— Почему? — удивился Петр Генрихович. — Обычно, земство даже за пять рублей благодарит. Людям приятно, бумага стерпит. А если сумма в сто рублей набегает, а то и больше, земство официальную благодарность выносит. Ее даже в формуляр вписывают, как награду. Вон, мне уже вписали. У меня в формуляре все награды — сербские медали, да благодарность земства. И вам она лишней не будет.
— Петр Генрихович, сам-то подумай, зачем Ивану Александровичу благодарность в газете? — пришла мне на помощь хозяйка. — Земцы, и все прочие, кто станет читать, что скажут?
— А что скажут? — недоумевал мой коллега. — Скажут — молодец, денег не жаль, на благое дело.
— Еще скажут — дескать, Чернавский-младший, сынок вице-губернатора, пыль всем в глаза пускает. У самого денег куры не клюют, с жиру бесится, а он какие-то тридцать рублей дает, словно подачку нищему.
Кажется, до Литтенбранта дошло.
— Понял, Иван Александрович, обнародовать ничего не стану, — кивнул он, потом усмехнулся: — Забыл ведь, что вы сын вице-губернатора. Я ведь, когда узнал, что у нас в следователях сынок самого вице-губернатора будет служить, думал — придет такой фря, нос кверху, вместо ладони людям два пальчика подает. Решил с вами познакомиться, посмотреть, а вы, как оказались, вполне нормальный человек, где-то даже и неплохой.

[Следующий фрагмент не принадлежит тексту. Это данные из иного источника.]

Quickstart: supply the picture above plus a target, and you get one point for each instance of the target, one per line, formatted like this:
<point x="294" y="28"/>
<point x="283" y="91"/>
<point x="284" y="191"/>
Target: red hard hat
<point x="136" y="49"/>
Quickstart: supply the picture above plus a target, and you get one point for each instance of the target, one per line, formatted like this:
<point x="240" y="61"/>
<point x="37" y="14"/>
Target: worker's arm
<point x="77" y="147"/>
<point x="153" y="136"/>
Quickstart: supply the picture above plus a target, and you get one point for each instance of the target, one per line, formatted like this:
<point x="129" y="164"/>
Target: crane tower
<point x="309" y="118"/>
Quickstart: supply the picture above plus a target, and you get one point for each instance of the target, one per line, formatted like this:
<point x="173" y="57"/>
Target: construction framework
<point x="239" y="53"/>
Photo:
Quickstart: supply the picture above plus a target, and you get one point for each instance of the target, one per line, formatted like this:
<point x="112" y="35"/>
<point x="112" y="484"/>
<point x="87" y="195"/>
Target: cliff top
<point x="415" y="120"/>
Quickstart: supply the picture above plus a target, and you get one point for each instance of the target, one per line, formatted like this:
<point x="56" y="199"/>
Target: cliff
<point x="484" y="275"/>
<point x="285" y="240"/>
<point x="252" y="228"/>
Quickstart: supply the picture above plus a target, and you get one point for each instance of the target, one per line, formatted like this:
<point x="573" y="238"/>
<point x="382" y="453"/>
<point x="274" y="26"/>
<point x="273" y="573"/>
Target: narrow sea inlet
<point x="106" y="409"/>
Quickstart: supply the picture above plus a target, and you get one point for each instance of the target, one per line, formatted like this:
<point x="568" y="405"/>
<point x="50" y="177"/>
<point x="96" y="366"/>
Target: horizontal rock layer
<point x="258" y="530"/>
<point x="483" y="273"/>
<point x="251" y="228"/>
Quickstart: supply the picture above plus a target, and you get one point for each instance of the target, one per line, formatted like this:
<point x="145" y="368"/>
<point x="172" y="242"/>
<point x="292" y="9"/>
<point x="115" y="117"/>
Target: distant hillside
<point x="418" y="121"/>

Конечно неплохой. Кто бы тебя, джентльмен из сельской глубинки, с такой женщиной, как Наталья познакомил? Ведь — ей-ей, если бы я не влюбился в почти копию моей тамошней Ленки, сам бы женился, не посмотрев ни на возраст, ни на прочее.
— Все, господа, семь часов, убегаю, — сообщил я.
— Иван Александрович, огромный привет Леночке и госпоже Десятовой, и чтобы не позже десяти часов вернулся, иначе дверь запру, — пригрозила хозяйка.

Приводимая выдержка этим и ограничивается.